But I also wanted to talk a bit about the first half of this claim: ‘humanitarian.’ Melber, following current standard journalistic conventions, treats the claim that this is a ‘humanitarian intervention’ as a fact. He is passing along claims by US government officials about what they are thinking, about their own motives, and what limits they might impose on their actions (not to mention what the facts on the ground are) as facts.
Now this problem is not unique to talk about war. It’s not unique to talk about foreign policy. Indeed, it is standard. The media follows a similar path when it comes to criminal justice questions, there relying on the statement of police officials as true (under normal conditions). And more generally journalists treat things which elites in both parties agree on as true, and things they they disagree on as up for legitimate disagreement, while things which are not supported by elites in either party are treated as ‘off the wall.’ (Read Jay Rosen‘s definitive explanation of this, drawing from Daniel Hallin’s great book on media coverage of the Vietnam War. For more, see When the Press Fails, by Bennett, Lawrence and Livingston.)
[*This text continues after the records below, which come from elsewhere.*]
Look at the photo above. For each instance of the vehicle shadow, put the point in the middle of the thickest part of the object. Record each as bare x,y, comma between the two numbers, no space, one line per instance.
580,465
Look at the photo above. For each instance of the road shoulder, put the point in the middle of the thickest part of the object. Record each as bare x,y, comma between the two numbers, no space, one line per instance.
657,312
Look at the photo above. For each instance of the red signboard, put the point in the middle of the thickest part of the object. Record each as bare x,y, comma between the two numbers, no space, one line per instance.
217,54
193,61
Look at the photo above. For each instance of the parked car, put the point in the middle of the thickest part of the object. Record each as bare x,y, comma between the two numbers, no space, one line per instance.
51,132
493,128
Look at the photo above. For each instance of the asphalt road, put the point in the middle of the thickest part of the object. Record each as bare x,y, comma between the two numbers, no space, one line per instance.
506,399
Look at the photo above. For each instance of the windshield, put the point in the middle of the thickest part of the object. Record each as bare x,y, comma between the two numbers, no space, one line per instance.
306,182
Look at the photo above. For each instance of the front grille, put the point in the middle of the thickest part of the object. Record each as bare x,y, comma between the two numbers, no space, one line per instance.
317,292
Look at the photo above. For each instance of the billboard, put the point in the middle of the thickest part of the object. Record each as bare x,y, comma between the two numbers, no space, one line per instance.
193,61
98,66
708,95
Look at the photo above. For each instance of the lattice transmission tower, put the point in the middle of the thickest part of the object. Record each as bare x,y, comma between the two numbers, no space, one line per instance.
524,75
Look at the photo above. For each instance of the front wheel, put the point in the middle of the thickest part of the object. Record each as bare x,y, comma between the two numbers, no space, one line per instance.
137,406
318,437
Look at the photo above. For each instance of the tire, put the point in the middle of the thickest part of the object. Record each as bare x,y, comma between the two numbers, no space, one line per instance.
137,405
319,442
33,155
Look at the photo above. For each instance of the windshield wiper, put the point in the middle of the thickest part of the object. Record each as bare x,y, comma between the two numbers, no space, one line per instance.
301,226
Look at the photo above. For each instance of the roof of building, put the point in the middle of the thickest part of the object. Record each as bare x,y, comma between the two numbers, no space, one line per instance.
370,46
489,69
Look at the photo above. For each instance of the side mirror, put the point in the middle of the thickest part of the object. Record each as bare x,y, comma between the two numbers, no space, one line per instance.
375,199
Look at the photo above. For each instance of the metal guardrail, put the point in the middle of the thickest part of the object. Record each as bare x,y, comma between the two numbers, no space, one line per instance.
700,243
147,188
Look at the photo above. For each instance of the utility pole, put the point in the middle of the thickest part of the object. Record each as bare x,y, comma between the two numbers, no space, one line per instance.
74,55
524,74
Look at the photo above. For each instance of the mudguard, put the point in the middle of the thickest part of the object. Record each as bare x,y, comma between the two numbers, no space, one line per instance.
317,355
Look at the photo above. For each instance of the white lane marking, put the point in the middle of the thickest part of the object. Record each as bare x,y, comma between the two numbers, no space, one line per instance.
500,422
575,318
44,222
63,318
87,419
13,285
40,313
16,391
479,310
This is pretty troubling under normal circumstances. But it’s especially troubling when it comes to war. If nothing else, it would be nice if the rest of us, who are not bound by these conventions, could stop talking about politicians’ beliefs and motives — which we do not have access to, and which in any case aren’t relevant — and focus instead on their claims, and the claims of others who aren’t necessarily treated as legitimate by the media. It would be a small step toward having actual democratic accountability.
* I say allegedly because 1) I don’t trust these officials to tell the truth and 2) it appears that someone did bomb ISIS, and 3) the US government has in the past gotten it’s clients to pretend they have initiated an attack that the US had actually done.